GEO & AI Search · Glossary · Updated Apr 2026

Vector search

Definition

Vector search is retrieval by similarity in a high-dimensional embedding space, typically using cosine similarity or dot product. It returns semantically related documents even when no keywords match — the retrieval layer beneath most RAG pipelines and modern semantic search products.

Find related

Long definition

Classic keyword search ranks documents by how their lexical terms match a query, weighted by frequency and rarity (TF-IDF, BM25). Vector search does something different: it represents both the query and every document as a vector (an embedding) in the same semantic space, then returns the documents whose vectors sit closest to the query vector.

The closeness measure is almost always one of:

  • Cosine similarity — angle between vectors, ignoring magnitude. Default for most embedding models.
  • Dot product — cosine times magnitudes. Equivalent to cosine on normalized vectors and faster to compute.
  • Euclidean (L2) distance — straight-line distance. Used in some legacy vector setups; less common for normalized embeddings.

The advantage is semantic. Query "low-impact running shoes for flat feet" and a document titled "stability trainers for fallen arches" will rank highly even though the lexical overlap is minimal. The disadvantage is the inverse: exact-match queries (product codes, error messages, proper nouns the model has never seen) underperform. Production systems almost always run hybrid retrieval — BM25 plus vector — and merge the two with a re-ranker.

The tooling landscape splits four ways:

  • Embedded in the database: pgvector extension for Postgres, native vector types in MongoDB, Elasticsearch, Redis, and Cassandra. Cheapest path when you already run the DB.
  • Managed pure vector services: Pinecone, Weaviate Cloud, Qdrant Cloud, Vespa Cloud. Optimized for scale; integrate with most RAG frameworks out of the box.
  • Self-hosted vector engines: Qdrant, Weaviate, Milvus, Vespa, FAISS as a library. Full control, ops cost.
  • Hybrid search platforms: Typesense, Meilisearch, OpenSearch — keyword-first systems that added vector search.

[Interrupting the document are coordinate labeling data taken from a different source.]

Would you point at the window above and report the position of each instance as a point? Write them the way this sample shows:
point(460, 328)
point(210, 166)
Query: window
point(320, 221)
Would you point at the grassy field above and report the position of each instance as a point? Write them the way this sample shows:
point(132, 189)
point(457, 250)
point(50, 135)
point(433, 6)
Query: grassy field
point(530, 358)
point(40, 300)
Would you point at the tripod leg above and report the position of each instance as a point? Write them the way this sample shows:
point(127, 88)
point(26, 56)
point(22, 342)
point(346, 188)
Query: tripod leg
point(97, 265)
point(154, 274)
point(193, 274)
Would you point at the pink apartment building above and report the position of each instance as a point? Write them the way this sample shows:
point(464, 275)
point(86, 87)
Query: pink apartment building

For RAG, vector search is the retrieval step before the generation step. The LLM never sees your full corpus; it sees the top-k documents the vector search returned. Quality of retrieval caps quality of the answer — a hallucinating model often started with a bad top-k.

Practical scaling note: under 1M documents, almost any tool works. Above 100M, indexing strategy (HNSW vs IVF, quantization, sharding) starts to matter, and the choice between Pinecone-class managed services and self-hosted Qdrant or Vespa becomes load-bearing.

Common misconceptions

  • "Vector search replaces keyword search." It doesn't. Hybrid retrieval (BM25 + vector + re-ranker) consistently outperforms pure vector search on real query distributions, especially for rare terms, codes, and proper nouns.
  • "All vector databases are equivalent." They aren't. pgvector at 1M docs and Pinecone at 1M docs are similar; pgvector at 100M docs without good HNSW tuning is not. Pick by scale and ops profile.
  • "Vector search is fuzzy keyword search." Different mechanism. Fuzzy keyword tolerates typos in lexical match. Vector search retrieves on meaning regardless of typing — "Maria's recipe for paella" can return a document titled "traditional Valencian rice dish" with no lexical overlap.
  • "You only need vector search for RAG." RAG is the headline use case but not the only one. Internal site search, product recommendations, duplicate detection, content clustering, and content-gap analysis all run on the same primitive.